North Kansas City (600 N.W. Englewood Road)









Post your dreathers, folks. I'll let this ride over the weekend & we'll solidify plans on Monday. Either place works for me ... so .. Majority rules.

As for the folks that would like to get together on the 22nd, there is an Oliva event at the Outlaw on this date. Joel will be working there ... I am more than happy to meet anyone out there ... there's free food & good times to be had. We will also be able to go hit Sidepockets or O'dowds out that way, if we get tired of hanging around the event at the B&M.

Soooooooo

For the 15th

*Post your dreathers on a Sidepockets location ... *

*1: Bonner Springs*-
-
-
-

*2: North Kansas City*-
-
-
-

*3: Don't give a damn ... Just want to smoke.*
- monsoon
-
-
-


----------



## GKitty217 (Aug 17, 2007)

*Post your dreathers on a Sidepockets location ...

1: Bonner Springs*-
-
-
-

*2: North Kansas City*-
-
-
-

*3: Don't give a damn ... Just want to smoke.*
- monsoon
- gkitty217
-
-


----------



## IHT (Dec 27, 2003)

*Post your dreathers on a Sidepockets location ...

1: Bonner Springs*-
- IHT
-
-

*2: North Kansas City*-
-
-
-

*3: Don't give a damn ... Just want to smoke.*
- monsoon
- gkitty217
-
-

*i'll be the selfish one and put Bonner Springs. in reality, either is fine.
i've only been to the N. KC one, but will check out the one in Bonner Springs, maybe this weekend.*


----------



## RaiderinKS (May 10, 2007)

Crap, I miss another one!


----------



## JaKaAch (Sep 17, 2006)

*Post your dreathers on a Sidepockets location ...

1: Bonner Springs*-
- IHT
-JaKaAch
-

*2: North Kansas City*-
-
-
-

*3: Don't give a damn ... Just want to smoke.*
- monsoon
- gkitty217
-
-


----------



## CaddoMoney (Oct 10, 2007)

Got herf?
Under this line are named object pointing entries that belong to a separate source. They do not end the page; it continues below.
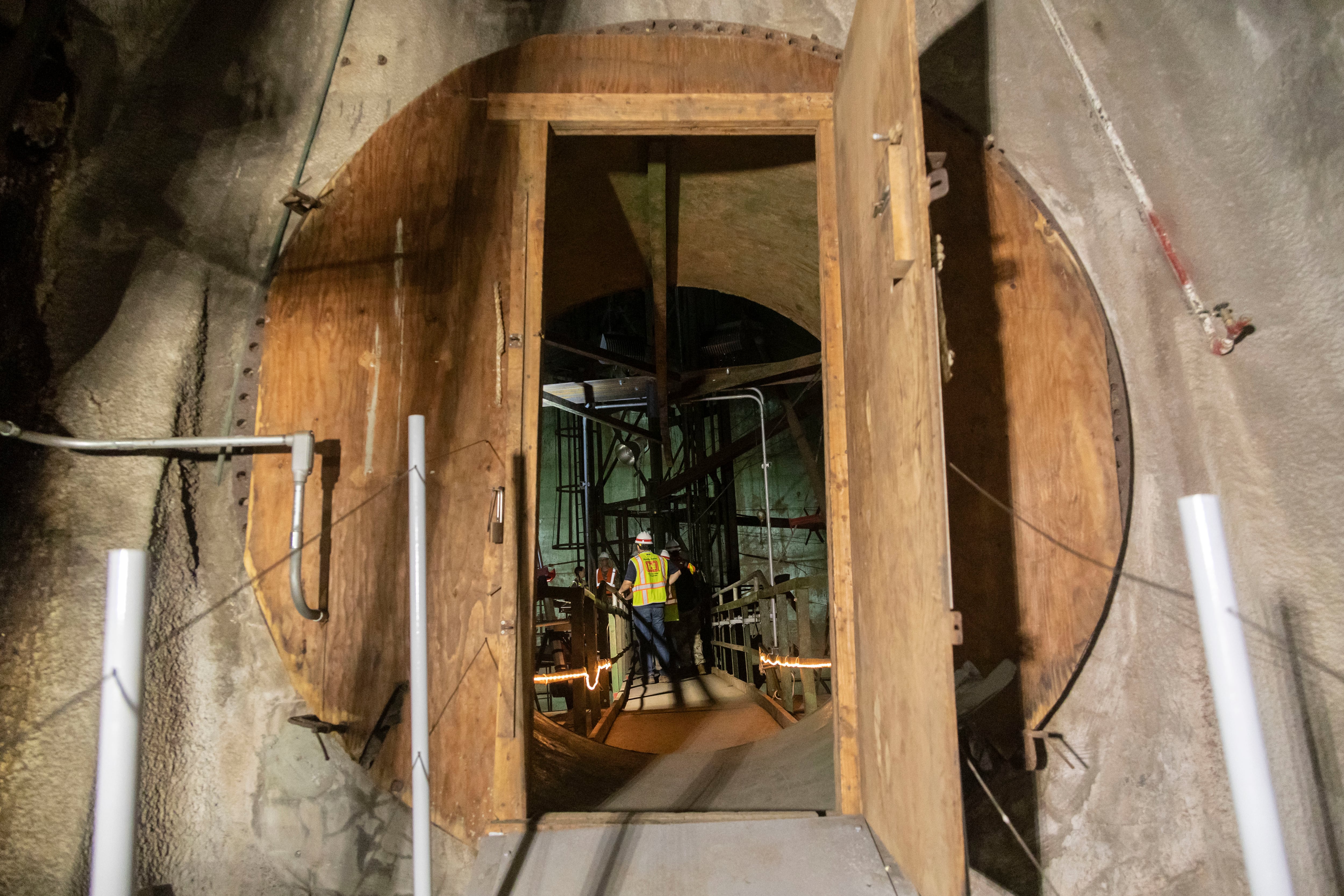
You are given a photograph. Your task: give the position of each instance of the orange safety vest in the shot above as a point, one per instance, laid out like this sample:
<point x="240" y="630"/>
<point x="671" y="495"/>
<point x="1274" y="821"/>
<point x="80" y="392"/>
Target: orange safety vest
<point x="651" y="577"/>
Will travel. You guys/gals work it out and I'll see what I can do to be there (I'm about 95% sure at this point that I will be).


----------



## GKitty217 (Aug 17, 2007)

CaddoMoney said:


> Got herf? Will travel. You guys/gals work it out and I'll see what I can do to be there (I'm about 95% sure at this point that I will be).


WOOT!
(There, I said it!)
 
It'll be nice to see you again!!!


----------



## pistol (Mar 23, 2006)

I wish I could be there, have fun!


----------



## Don Fernando (Jan 1, 2000)

pistol said:


> I wish I could be there, have fun!


Wish you could too, brother.


----------



## IHT (Dec 27, 2003)

i'm jsut stoked i can go to a herf and not worry about what time i have to get back home (since my wife is on short term disability).
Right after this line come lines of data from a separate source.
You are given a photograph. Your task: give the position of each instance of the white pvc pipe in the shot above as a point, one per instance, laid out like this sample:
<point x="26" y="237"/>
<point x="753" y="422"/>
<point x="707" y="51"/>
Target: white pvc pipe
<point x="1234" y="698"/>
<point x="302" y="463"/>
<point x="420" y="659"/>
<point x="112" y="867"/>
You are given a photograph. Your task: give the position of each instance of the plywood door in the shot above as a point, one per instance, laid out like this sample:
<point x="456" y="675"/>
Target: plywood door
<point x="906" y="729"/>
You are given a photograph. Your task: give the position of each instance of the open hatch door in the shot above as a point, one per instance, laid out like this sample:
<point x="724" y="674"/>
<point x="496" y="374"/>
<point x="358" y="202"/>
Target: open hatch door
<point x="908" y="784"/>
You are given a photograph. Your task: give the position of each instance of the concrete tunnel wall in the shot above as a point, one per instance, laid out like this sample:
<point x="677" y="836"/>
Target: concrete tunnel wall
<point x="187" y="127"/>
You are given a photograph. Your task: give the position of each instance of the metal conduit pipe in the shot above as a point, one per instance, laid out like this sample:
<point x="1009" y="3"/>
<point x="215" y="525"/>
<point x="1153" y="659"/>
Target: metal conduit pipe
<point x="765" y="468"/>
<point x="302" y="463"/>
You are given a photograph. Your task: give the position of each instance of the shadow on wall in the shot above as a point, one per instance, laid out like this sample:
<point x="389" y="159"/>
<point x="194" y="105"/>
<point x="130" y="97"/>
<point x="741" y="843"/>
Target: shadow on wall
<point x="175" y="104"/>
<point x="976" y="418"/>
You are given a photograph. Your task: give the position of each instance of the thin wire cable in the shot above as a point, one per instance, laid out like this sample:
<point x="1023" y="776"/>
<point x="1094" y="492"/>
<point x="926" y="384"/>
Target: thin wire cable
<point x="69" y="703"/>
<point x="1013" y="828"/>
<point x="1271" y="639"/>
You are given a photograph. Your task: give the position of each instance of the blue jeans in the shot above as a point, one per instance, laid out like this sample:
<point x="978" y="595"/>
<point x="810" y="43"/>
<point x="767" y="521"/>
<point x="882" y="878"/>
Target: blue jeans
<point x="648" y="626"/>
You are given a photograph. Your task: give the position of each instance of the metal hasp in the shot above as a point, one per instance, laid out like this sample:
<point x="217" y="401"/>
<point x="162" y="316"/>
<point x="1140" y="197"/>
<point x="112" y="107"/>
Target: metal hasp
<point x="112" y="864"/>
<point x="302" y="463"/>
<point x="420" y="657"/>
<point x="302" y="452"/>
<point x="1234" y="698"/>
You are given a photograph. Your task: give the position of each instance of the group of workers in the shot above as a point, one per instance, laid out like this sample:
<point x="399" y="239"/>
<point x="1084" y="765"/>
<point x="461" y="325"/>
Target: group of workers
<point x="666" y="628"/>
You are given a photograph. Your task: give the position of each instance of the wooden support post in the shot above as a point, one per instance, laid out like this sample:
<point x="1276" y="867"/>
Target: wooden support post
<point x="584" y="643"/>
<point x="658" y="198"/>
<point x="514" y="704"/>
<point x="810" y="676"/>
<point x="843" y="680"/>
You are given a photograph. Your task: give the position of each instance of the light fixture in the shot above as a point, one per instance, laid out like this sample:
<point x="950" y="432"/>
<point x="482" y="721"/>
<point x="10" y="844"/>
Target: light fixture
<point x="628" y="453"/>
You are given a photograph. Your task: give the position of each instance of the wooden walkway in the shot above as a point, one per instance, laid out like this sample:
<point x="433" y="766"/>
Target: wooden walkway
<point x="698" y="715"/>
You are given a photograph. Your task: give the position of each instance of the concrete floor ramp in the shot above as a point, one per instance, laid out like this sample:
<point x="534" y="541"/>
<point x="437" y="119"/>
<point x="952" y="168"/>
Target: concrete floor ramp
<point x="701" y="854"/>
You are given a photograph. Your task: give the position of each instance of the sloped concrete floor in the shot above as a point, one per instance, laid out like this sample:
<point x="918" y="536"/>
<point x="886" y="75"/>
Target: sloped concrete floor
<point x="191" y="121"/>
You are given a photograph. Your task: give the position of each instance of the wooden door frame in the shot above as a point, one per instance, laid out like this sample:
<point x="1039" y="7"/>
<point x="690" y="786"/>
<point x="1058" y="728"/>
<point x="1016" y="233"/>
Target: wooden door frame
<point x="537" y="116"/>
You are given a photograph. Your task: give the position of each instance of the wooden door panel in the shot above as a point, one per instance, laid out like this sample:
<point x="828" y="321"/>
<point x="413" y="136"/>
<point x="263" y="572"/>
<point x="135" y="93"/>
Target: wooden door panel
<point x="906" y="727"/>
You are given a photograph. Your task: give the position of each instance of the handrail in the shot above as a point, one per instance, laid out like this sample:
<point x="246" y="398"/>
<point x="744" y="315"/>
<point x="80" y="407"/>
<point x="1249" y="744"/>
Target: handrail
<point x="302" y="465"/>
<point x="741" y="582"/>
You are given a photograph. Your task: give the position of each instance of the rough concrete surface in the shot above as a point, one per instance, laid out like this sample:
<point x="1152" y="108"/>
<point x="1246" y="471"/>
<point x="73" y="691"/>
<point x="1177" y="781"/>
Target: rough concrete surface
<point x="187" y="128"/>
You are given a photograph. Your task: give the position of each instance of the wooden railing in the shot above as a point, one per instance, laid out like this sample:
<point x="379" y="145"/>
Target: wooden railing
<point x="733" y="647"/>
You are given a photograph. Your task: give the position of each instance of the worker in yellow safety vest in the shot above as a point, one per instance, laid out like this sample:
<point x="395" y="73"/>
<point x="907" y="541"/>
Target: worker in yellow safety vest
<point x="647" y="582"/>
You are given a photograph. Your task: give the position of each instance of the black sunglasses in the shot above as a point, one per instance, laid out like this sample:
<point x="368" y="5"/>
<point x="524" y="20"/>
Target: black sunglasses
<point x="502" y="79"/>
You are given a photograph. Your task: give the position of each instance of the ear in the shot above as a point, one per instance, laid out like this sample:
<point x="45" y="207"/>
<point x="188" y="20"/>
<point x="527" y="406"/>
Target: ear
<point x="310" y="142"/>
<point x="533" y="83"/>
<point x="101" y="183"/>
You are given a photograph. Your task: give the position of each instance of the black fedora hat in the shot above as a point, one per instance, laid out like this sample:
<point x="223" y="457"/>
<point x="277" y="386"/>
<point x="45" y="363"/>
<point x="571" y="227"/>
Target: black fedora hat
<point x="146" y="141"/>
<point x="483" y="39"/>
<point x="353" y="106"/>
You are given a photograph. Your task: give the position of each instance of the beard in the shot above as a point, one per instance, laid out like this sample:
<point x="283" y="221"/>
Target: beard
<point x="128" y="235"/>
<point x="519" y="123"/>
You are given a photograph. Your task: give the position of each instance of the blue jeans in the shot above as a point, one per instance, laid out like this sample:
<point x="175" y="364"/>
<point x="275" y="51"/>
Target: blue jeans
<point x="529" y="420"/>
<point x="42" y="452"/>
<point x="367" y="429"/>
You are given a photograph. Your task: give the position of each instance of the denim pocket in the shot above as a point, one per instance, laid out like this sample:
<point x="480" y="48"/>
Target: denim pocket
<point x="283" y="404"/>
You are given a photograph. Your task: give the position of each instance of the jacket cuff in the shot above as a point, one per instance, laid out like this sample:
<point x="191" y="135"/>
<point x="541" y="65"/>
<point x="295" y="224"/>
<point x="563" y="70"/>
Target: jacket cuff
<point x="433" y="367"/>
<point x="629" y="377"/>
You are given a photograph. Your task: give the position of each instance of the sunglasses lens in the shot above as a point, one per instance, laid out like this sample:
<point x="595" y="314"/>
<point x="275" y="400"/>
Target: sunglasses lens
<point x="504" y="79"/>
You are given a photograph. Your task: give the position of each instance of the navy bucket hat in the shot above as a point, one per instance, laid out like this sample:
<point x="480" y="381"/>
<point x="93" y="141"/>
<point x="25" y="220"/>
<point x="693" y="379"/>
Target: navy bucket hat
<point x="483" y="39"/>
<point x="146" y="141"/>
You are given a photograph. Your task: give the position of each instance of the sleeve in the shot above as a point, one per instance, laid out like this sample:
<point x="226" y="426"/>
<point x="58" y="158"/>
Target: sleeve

it's on the calendar now. :tu
click here to view


----------



## ca21455 (Jul 23, 2006)

The 15th should be good for me, the wife likes to ramble around at Harrah's so I will see if we can make some arrangements.


----------



## ultramag (Aug 23, 2007)

*Post your dreathers on a Sidepockets location ... *

*1: Bonner Springs*-
- IHT
-JaKaAch
-ultramag
-
-

*2: North Kansas City*-
-
-
-

*3: Don't give a damn ... Just want to smoke.*
- monsoon
- gkitty217
-
-

I just voted for Bonner Springs because Greg intimidates me so I was scared.  In all seriousness Doug, sorry for late response and being absolutley no help. I've been on my death bed for 3 or 4 days. No smoke, no puter, no nothing. Just now ready to maybe join the living again.

After reading through the whole thread I like the herf at Bonner Springs on the 15th and those of us interested can meet up the 22nd at the Outlaw event. Maybe Warren and some of the others unable to make the 15th will meet up and we can hit the other Side Pockets location after the Oliva event slows down, compare the two, and know where we want to move our business to from now on. I guess since I travel so far to even get to KC my outlook may be different than the locals, but once I get to KC I could give a damn less if we herf in NKC, OP, or Bonner Springs. I want good service from people who want our business.

There, I may have been down, however I'm coming back strong.  You missed me didn't ya??? :chk


----------



## ultramag (Aug 23, 2007)

IslandRick said:


> Do we bring our own Florida fans to annoy?:ss
> 
> Rick
> :cb





monsoon said:


> You bring 'em ..... I'll annoy 'em. :tu


Almost forgot that I'm :tpd:. You bring 'em and I'll blow smoke at them. :gn:ss


----------



## woops (Aug 5, 2007)

ultramag said:


> I've been on my death bed for 3 or 4 days. No smoke, no puter, no nothing. Just now ready to maybe join the living again.
> 
> There, I may have been down, however I'm coming back strong.  You missed me didn't ya??? :chk


Chad, now that you're feeling better, Crystal and I will race you for "the" spot! :r Aw, you'll beat us there anyhow!

Glad you're doing better. 

I'm anxious to see everyone again.


----------



## IHT (Dec 27, 2003)

ultramag said:


> I guess since I travel so far to even get to KC my outlook may be different than the locals, but once I get to KC I could give a damn less if we herf in NKC, OP, or Bonner Springs. *I want good service from people who want our business*.


great points.

let me reiterate, if i spelled that correctly, that nobody needs to cater to me at all.


----------



## Oog Oog (May 31, 2005)

Sorry I can't make the 15th, Sooo, looks like I'll be at Outlaws on the 22nd. Hope to see a pile of youse BOTLs out there!


----------



## Don Fernando (Jan 1, 2000)

Well then ... it looks like

*March 15th

Side Pockets in Bonner Springs

12:00 Noon - till - Chad passes out*

:tu


----------



## IHT (Dec 27, 2003)

monsoon said:


> *12:00 Noon - till - Chad passes out*


that'll be the shortest herf of all time. who's bringin the roofies?


----------



## RaiderinKS (May 10, 2007)

If anyone ends up going to setup an alternate herf on the 22nd, please shoot me a pm.


----------



## ultramag (Aug 23, 2007)

IHT said:


> that'll be the shortest herf of all time. who's bringin the roofies?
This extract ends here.